Ponderosa’s Jon Major a force on gridiron
For the second straight year, the top high school football player in Colorado has committed to CU.
Ponderosa High’s Jon Major, the No. 1 player in the state and No. 75 player in the country, gave Colorado a verbal commitment late last month, passing over schools like Michigan, Oklahoma, Oregon, Tennessee and Wisconsin.
Major is a four-star defensive end, according to recruiting service Rivals.com. Scout.com rates him as a five-star linebacker. He was recruited to Colorado as a linebacker, but has the talent to play anything from the defensive line to the secondary, his coach said.
He’s tricky to classify because he plays just about everything.
“He is such a student of the game that we only have to explain a concept once and he is able to execute it perfectly,” Ponderosa football coach Randy Huff said. “We didn’t find anything that Jon couldn’t do.”
Much of the time, Major played a hybrid position on the Ponderosa defense. He could rove between outside linebacker and defensive end between plays and drop back as far as the safeties if the play called for it.
The Jon Major File
Height: 6-foot-4
Weight: 230 pounds
40-yard dash: 4.5 seconds
Shuttle: 4.0 seconds
High School: Ponderosa High School (Parker, Colo.)
Intangibles: “He speaks with his play,” Ponderosa High coach Randy Huff said. “I know he is constantly encouraging his teammates, but he is certainly not a rah-rah guy.”
The position quickly became the anchor on the Ponderosa defense. Major made 109 tackles his sophomore season in high school pads and also snagged an interception and three fumble recoveries.
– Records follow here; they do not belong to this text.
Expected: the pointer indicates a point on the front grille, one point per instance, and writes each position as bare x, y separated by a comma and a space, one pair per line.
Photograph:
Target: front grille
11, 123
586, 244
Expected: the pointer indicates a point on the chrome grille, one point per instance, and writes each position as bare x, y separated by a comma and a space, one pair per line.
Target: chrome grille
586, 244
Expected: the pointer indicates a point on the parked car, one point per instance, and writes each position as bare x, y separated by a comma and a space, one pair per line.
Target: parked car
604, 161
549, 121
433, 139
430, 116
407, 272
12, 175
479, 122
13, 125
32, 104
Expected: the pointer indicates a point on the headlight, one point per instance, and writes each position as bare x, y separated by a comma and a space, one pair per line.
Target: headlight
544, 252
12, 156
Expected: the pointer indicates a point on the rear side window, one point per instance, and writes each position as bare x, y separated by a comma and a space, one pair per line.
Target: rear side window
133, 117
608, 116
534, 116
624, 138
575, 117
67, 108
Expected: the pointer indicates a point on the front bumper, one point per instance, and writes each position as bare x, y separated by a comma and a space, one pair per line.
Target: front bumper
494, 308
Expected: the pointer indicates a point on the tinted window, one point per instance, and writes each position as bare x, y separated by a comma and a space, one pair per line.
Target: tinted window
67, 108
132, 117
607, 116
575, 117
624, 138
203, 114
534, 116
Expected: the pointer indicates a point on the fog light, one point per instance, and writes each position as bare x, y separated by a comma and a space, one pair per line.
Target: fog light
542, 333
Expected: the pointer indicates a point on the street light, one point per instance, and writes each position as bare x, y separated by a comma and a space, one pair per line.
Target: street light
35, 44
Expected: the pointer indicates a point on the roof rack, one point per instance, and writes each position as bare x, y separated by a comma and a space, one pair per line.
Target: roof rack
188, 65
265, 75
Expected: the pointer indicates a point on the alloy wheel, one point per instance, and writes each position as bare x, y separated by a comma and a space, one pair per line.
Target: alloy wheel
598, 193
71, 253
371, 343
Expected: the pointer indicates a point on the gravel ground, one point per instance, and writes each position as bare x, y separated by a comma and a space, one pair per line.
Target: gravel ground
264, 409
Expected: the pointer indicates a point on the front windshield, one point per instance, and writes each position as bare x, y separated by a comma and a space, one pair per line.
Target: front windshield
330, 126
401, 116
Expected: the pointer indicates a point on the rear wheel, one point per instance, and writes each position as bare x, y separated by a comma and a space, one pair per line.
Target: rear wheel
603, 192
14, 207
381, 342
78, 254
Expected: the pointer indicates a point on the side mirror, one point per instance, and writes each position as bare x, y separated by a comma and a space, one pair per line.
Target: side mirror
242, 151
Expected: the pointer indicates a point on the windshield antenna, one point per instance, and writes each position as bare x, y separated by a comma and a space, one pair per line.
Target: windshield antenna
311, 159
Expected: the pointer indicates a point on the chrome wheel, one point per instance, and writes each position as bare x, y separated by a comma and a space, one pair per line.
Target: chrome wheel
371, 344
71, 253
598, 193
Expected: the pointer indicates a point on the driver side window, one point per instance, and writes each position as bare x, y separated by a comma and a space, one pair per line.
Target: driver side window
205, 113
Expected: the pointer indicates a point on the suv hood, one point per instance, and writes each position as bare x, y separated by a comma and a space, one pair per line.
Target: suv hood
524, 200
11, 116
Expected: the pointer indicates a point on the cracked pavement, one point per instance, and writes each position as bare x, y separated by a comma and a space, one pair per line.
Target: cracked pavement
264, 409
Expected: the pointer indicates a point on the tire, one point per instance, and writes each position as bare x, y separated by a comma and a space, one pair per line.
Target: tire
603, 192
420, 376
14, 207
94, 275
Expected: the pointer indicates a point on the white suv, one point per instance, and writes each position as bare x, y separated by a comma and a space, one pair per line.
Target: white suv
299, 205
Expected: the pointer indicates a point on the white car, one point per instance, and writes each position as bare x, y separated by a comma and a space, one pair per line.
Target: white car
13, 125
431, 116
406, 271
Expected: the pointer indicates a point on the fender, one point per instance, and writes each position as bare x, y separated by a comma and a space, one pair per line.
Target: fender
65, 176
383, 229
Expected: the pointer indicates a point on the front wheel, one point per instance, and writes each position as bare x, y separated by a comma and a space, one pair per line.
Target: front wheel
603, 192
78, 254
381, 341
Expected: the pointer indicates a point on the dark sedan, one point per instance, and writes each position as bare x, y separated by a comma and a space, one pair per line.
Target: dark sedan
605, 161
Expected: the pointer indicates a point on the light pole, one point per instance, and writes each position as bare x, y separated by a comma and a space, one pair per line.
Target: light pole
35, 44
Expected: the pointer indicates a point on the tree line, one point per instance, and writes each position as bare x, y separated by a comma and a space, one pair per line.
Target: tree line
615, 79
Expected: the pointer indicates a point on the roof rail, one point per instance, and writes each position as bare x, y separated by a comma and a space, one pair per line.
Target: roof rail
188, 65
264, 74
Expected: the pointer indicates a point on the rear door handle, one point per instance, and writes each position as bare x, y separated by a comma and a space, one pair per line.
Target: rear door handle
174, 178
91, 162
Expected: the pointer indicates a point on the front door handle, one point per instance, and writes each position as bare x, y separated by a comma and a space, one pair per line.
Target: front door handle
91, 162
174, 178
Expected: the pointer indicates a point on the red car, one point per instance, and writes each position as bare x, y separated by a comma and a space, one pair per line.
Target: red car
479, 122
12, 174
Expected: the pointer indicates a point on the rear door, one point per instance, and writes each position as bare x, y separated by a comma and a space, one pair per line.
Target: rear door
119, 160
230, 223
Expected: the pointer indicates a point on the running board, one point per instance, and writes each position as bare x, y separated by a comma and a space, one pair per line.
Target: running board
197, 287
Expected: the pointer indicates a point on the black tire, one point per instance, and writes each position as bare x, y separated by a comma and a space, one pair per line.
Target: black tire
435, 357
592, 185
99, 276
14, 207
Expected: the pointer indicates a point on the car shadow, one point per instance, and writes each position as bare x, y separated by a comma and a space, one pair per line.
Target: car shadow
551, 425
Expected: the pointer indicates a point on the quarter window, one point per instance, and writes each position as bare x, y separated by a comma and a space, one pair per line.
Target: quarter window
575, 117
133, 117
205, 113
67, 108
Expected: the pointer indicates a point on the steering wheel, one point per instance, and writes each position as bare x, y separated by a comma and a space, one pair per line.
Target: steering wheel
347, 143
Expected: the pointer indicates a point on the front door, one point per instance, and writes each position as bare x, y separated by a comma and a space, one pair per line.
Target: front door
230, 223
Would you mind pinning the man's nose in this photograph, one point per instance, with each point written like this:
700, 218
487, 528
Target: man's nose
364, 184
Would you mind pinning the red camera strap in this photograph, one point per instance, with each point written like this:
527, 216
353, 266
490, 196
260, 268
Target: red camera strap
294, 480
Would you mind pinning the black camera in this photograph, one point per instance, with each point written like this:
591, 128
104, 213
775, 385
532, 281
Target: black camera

As a junior, he had 107 tackles in eight games, two fewer than his sophomore season, with an interception and 3 fumble recoveries. His senior season, Major made 151 tackles, 23 for loss, and recovered six fumbles.
Major also moved onto the offensive side of the ball his junior season, taking snaps at tailback and quarterback.
He’s thrown passes and he’s caught passes. He’s made handoffs and he’s taken handoffs. He’s even kicked a field goal. And on offense, he’s still a bruiser.
“Watching his highlight reels on offense, it looks like he’s still the one giving out hits,” Huff said. “He has definitely learned to be the person dishing it out and not taking the shot.”
With versatility comes work ethic, Huff said. Major, in addition to playing football and baseball during the school year, carries a 3.65 GPA.
“He has great discipline to get everything done well,” Huff said. “He will not finish something that isn’t up to his standards.”
Major follows former Columbine lineman Ryan Miller, the No. 1 player in the state in the 2007 recruiting class.
With the commitments from Major and Miller, Colorado is also starting to re-establish its footing with recruiting in the state, and it’s keeping the out-of-state poachers at bay.
Impact players like LenDale White, Jeff Byers and Lamarr Houston all left the Centennial State in the last five years to destinations like Southern Cal, Texas and Nebraska.
Colorado recruited the state’s top prospect in 2005, Maurice Greer. But Greer did not qualify academically and he never enrolled at CU.
The last top player in the state to enroll at Colorado was offensive lineman Brian Daniels in 2003. He led the Colorado line and earned All-Big 12 honors his junior and senior years.